My Hs infidelity has cost me so much more than my M. My self esteem is gone, (I keep thinking it is returning but it's only transient so not sure it will ever recover), my dream of a happy family is gone (this was so important to me after having such a bad R with my mum for so long) and my S15 is gone. I feel like I'm becoming an empty nester before my time.
S15 made it perfectly clear today he doesn't have time for me. I thought things were picking up as he visited twice today after his exams. I was wrong. My house is just convenient b/c it is nearer to school and therefore easier to see his friends. He just came to use the 'facilities'. I tried to engage him by asking him how he wanted his bedroom decorating.

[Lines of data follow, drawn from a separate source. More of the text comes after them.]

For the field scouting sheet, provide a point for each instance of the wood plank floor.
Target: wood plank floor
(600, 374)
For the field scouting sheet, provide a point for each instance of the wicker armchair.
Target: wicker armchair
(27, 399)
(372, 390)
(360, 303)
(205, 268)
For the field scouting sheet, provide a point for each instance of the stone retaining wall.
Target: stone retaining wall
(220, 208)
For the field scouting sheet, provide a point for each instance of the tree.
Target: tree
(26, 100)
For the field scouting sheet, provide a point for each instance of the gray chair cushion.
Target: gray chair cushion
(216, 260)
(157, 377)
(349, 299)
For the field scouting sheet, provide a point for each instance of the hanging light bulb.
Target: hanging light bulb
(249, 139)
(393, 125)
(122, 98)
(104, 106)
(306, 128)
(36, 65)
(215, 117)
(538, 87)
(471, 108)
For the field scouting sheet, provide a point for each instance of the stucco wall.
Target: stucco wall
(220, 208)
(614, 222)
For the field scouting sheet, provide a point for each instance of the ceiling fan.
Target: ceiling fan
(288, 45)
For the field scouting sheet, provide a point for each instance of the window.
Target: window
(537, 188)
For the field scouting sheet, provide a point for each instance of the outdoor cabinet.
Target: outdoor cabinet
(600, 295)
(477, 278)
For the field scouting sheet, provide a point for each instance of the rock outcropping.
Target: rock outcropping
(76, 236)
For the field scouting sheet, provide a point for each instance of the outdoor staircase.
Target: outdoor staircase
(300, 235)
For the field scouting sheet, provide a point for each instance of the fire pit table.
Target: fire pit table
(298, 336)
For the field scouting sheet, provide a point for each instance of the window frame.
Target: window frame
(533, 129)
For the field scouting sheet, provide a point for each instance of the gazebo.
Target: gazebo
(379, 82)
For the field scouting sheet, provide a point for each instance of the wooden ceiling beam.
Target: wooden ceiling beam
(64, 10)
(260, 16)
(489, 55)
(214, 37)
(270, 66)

First he told me not to bother b/c he won't be in it most of the time. I pointed out that irrespective of whether he was here or not it needed doing. I told him this was his chance to tell me how he would like it so that when he is here it will be a space he is comfortable in. He said it didn't really matter b/c it wouldn't be him that was doing the decorating anyway. I pointed out that once his exams are finished he is going to have lots of spare time on his hands and so he might enjoy spending some of it decorating his room. He bluntly told me that any spare time he has will be spent on time helping H to build/decorate the extension he is planning to his flat to give S15 a proper bedroom there.
I got visibly upset at this point and he asked me why. I told him that it hurts to know that he has time to spend with his father and his friends and yet no time to spend with me. I don't remember all that was said after that but most of what came out of his mouth wasn't pleasant. I don't think he will be here again for a while.